# Wind Storm



## Front Yard Fright (Dec 23, 2005)

So last night after closing up the haunted house, my parents notified me that there was going to be a wind storm coming early morning and last throughout Sunday so I ended up bringing my foam gravestones in, just in case. Well, upon going to investigate the damage, I noticed that my brand new cemetery pillars had fallen backwards, braking the spot lights I had mounted on the top. My countdown sign had fallen forwards towards the street. Bits and pieces of tarp and trash are all over the yard. The clown head tarps I have for walls are ripped to shreds, and I'm just hoping that the roof of my outdoor haunt stays there.

Anyways, just wanted to rant a rave a little bit...
.


----------



## NickG (Sep 12, 2006)

oi. pyro got hit pretty bad too. hope you can salvage most of it.


----------



## DarkShadows (Feb 6, 2006)

Yeah It's been bad here in chicago too. Had one tombstone fly away but caught it and by archway was about to blow away too but just ziptied it some more and it's still going strong. Zipties FTW!


----------



## slightlymad (May 25, 2006)

We had some wind damage last night time to break out the glue and paint


----------



## RoxyBlue (Oct 6, 2008)

What is it with the wind not liking Halloween anyway? I mean, really!


----------



## pyro (Oct 7, 2006)

well i got hit big time thunder-lighting-bangin and crash, had my 1st haunted room mia all over my yard-lost 2 props , may they rest in peace----but on a brighter note , its all put back together ,did a dry run of the lights and fog , music( 1000 w system) hehe and even had some people check it out--now if the rain and wind would stay away


----------



## Zombie-F (Apr 12, 2004)

I had my entire fortune teller's tent take off like a parachute last night. The frame to the canopy I had been using for it got totally demolished and a few of the props inside the canopy also took some damage.

It seems like wind is a really big problem this year.


----------



## Revenant (Mar 17, 2007)

Today we had huge wind as the cold front came blasting in. Tomorrow I need to go for a drive... there's a yard display about 2 miles away that's entirely inflatables.I hope they had the foresight to deflate everything and either weight it down or bring it in.

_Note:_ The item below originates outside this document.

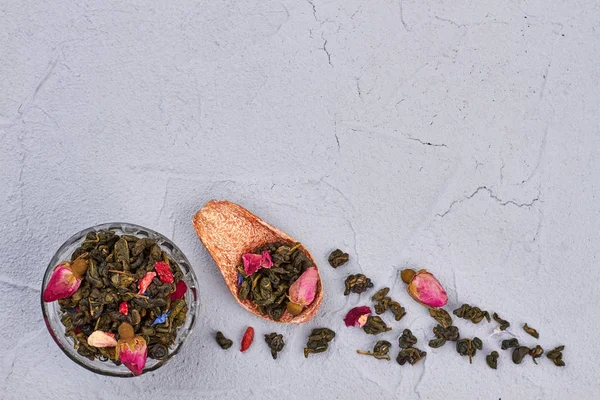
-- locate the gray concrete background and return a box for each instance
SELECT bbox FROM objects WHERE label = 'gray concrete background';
[1,1,599,399]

Need to call Mooch and find out how they fared. The outside portion of the walkthrough is made of framing lumber and old doors and it's sturdy, but the roof is tarp. And the cemetery of course is foam. Yikes.

Fingers crossed and well wishes to ya Zach, Pyro, et al..... here's hoping that from here on in the only wind will be from your sound systems.


----------



## sedgewickhotel (Nov 25, 2007)

Front Yard Fright said:


> Well, upon going to investigate the damage, I noticed that my brand new cemetery pillars had fallen backwards, braking the spot lights I had mounted on the top.

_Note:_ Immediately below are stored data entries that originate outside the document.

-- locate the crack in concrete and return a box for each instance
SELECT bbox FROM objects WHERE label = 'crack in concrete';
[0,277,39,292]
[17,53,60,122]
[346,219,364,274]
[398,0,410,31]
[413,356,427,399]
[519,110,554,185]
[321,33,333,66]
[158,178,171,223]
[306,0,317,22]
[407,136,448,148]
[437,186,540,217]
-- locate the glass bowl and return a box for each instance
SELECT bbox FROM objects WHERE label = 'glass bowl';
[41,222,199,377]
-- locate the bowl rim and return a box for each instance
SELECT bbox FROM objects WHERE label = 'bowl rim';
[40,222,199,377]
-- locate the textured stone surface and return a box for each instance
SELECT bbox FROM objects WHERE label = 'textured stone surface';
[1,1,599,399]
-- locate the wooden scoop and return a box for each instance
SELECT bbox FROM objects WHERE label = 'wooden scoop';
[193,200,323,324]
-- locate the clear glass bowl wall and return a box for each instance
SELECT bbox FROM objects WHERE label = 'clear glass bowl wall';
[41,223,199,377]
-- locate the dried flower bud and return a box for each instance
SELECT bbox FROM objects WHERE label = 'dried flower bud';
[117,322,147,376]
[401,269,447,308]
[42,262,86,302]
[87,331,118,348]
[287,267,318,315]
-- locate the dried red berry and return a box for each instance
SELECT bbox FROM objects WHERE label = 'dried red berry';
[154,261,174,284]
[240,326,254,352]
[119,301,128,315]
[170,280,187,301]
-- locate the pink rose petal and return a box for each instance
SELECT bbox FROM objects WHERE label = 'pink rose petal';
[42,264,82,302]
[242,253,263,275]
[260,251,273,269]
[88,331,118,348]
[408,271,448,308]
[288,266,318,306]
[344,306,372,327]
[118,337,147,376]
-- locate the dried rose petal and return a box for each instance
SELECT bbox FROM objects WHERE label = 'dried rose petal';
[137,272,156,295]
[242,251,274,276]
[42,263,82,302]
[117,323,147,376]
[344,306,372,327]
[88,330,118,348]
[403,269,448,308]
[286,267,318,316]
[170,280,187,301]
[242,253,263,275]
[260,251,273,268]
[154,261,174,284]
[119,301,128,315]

This just happened to me. A wind storm ripped through Western New York tonight and tore down my whole front row of columns, including my gates and arch, and mounted lights. They were mounted to the ground pretty darned good, too, with 1.5 foot stakes at all four corners, but the ground has gotten soggy from all the rain we've had, so it made them weak.

I'll admit it... I cried... There's at least a couple days worth of repairs on the columns, and its supposed to be windy and rainy right through until Thursday, so I might not even bother putting them back up until then. Very sad.


----------



## Spartan005 (Mar 13, 2007)

Wind should burn in hell. Like seriously though. Today was the major setup day for pretty much everything. All of the tombstones are staked and apparently the wind is supposed to pick up on Wednesday so I'm praying for the best.

Sorry about all of the problems guys. Everything works out in the end though


----------



## Zombie-F (Apr 12, 2004)

I hate that my freakin' tent blew away because everything inside of it was set up and ready to go. It's easily going to take me at least half of today to build a pallet shack to replace it and then set everything back up inside of that.

All of my props to date have been able to weather the wind very well. I've never had a problem with it. This year has been another story. 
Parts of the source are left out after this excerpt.